# Awkward Array x NVIDIA
Awkward Array provides an API to perform calculations using NVIDIA GPUs if available. This provides an interface familiar to Awkward users without needing any new knowledge of CUDA programming. Below, I will show how simple it is to leverage GPUs as accelerators with awkward.
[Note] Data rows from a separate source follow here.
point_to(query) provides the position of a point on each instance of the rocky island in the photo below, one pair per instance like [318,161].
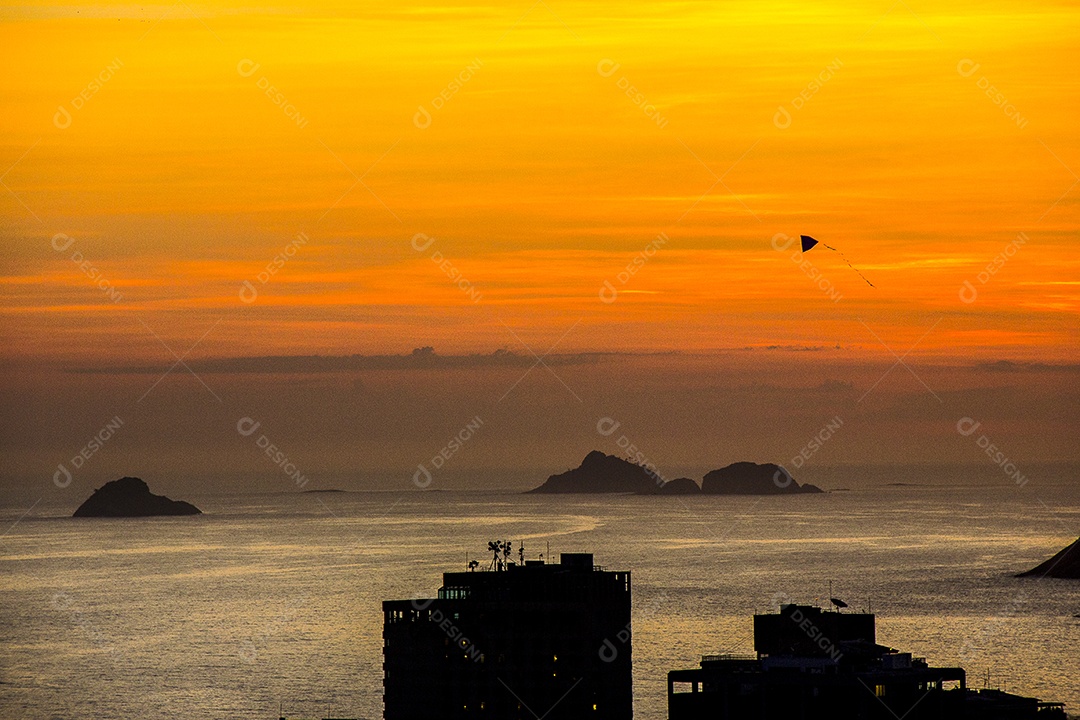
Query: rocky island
[750,478]
[604,473]
[130,497]
[1065,565]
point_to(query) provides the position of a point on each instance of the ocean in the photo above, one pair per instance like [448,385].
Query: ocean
[273,601]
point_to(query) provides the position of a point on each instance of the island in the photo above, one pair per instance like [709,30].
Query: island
[603,473]
[1065,565]
[130,497]
[751,478]
[680,486]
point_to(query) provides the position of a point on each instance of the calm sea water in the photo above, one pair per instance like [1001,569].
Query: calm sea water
[269,599]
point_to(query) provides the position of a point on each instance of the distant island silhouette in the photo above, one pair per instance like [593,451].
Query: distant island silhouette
[603,473]
[130,497]
[1065,565]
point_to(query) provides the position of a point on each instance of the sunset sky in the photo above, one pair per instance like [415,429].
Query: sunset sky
[175,150]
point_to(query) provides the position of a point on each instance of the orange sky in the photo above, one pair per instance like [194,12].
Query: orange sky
[539,178]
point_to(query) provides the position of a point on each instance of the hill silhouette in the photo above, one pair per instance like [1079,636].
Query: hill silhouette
[604,473]
[1066,565]
[130,497]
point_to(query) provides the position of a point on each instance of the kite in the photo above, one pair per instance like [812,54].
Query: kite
[809,242]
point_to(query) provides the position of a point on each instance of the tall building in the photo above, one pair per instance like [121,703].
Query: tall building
[517,640]
[818,665]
First, let's create an array of data on both the cpu and GPU by specifying the requested 'backend'.

In [1]:
import awkward as ak
import numpy as np
data = np.array([0,1,2,3,4,5,6,7,8,9,10])
array_CPU = ak.Array(data, backend = "cpu")
array_GPU = ak.Array(data, backend = "cuda")

In [2]:
array_GPU

Let's compare the performance between the backends.

In [3]:
%%timeit
# CPU
array_CPU**2

380 μs ± 2.03 μs per loop (mean ± std. dev. of 7 runs, 1,000 loops each)


In [4]:
%%timeit
# GPU
array_GPU**2

1.06 ms ± 252 μs per loop (mean ± std. dev. of 7 runs, 1 loop each)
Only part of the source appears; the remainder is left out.